Em nome de todos os que tornaram este espaço visitável, fascinante e ranhoso, um agradecimento aos dedicados frequentadores do estabelecimento. Sim, vemo-nos noutras unidades de saúde. Com ou sem receita médica. Até já.
A fechar, o texto com que se iniciou esta maleita.
Hoje não escrevo
Chega um dia de falta de assunto. Ou, mais propriamente, de falta de apetite para os milhares de assuntos.
O que você perde em viver, escrevinhando sobre a vida. Não apenas o sol, mas tudo que ele ilumina. Tudo que se faz sem você, porque com você não é possível contar. Você esperando que os outros vivam para depois comentá-los com a maior cara-de-pau (“com isenção de largo espectro”, como diria a bula, se seus escritos fossem produtos medicinais). Selecionando os retalhos de vida dos outros, para objeto de sua divagação descompromissada. Sereno. Superior. Divino. Sim, como se fosse deus, rei proprietário do universo, que escolhe para o seu jantar de notícias um terremoto, uma revolução, um adultério grego - às vezes nem isso, porque no painel imenso você escolhe só um besouro em campanha para verrumar a madeira. Sim, senhor, que importância a sua: sentado aí, camisa aberta, sandálias, ar condicionado, cafezinho, dando sua opinião sobre a angústia, a revolta, o ridículo, a maluquice dos homens.

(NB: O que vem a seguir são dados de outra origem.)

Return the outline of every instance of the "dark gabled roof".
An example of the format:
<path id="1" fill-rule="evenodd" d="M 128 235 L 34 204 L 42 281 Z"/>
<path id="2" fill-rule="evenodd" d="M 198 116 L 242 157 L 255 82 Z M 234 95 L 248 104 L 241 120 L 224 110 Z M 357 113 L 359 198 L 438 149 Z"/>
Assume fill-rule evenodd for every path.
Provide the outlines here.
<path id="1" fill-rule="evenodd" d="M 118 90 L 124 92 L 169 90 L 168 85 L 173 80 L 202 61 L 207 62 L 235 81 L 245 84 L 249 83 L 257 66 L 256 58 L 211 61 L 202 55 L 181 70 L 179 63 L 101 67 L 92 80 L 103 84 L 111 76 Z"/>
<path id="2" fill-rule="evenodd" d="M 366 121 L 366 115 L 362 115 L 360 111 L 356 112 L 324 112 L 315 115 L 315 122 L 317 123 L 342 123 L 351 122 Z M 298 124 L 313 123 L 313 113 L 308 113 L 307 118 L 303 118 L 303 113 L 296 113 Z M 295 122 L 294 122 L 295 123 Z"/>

Esquecido de que é um deles.
Ah, você participa com palavras? Sua escrita - por hipótese - transforma a cara das coisas, há capítulos da História devidos à sua maneira de ajuntar substantivos, adjetivos, verbos? Mas foram os outros, crédulos, sugestionáveis, que fizeram o acontecimento. Isso de escrever O Capital é uma coisa, derrubar as estruturas, na raça, é outra. E nem sequer você escreveu O Capital. Não é todos os dias que se mete uma idéia na cabeça do próximo, por via gramatical. E a regra situa no mesmo saco escrever e abster-se. Vazio, antes e depois da operação.
Claro, você aprovou as valentes ações dos outros, sem se dar ao incômodo de praticá-las. Desaprovou as ações nefandas, e dispensou-se de corrigir-lhe os efeitos. Assim é fácil manter a consciência limpa. Eu queria ver sua consciência faiscando de limpeza é na ação, que costuma sujar os dedos e mais alguma coisa. Ao passo que, em sua protegida pessoa, eles apenas se tisnam quando é hora de mudar a fita no carretel.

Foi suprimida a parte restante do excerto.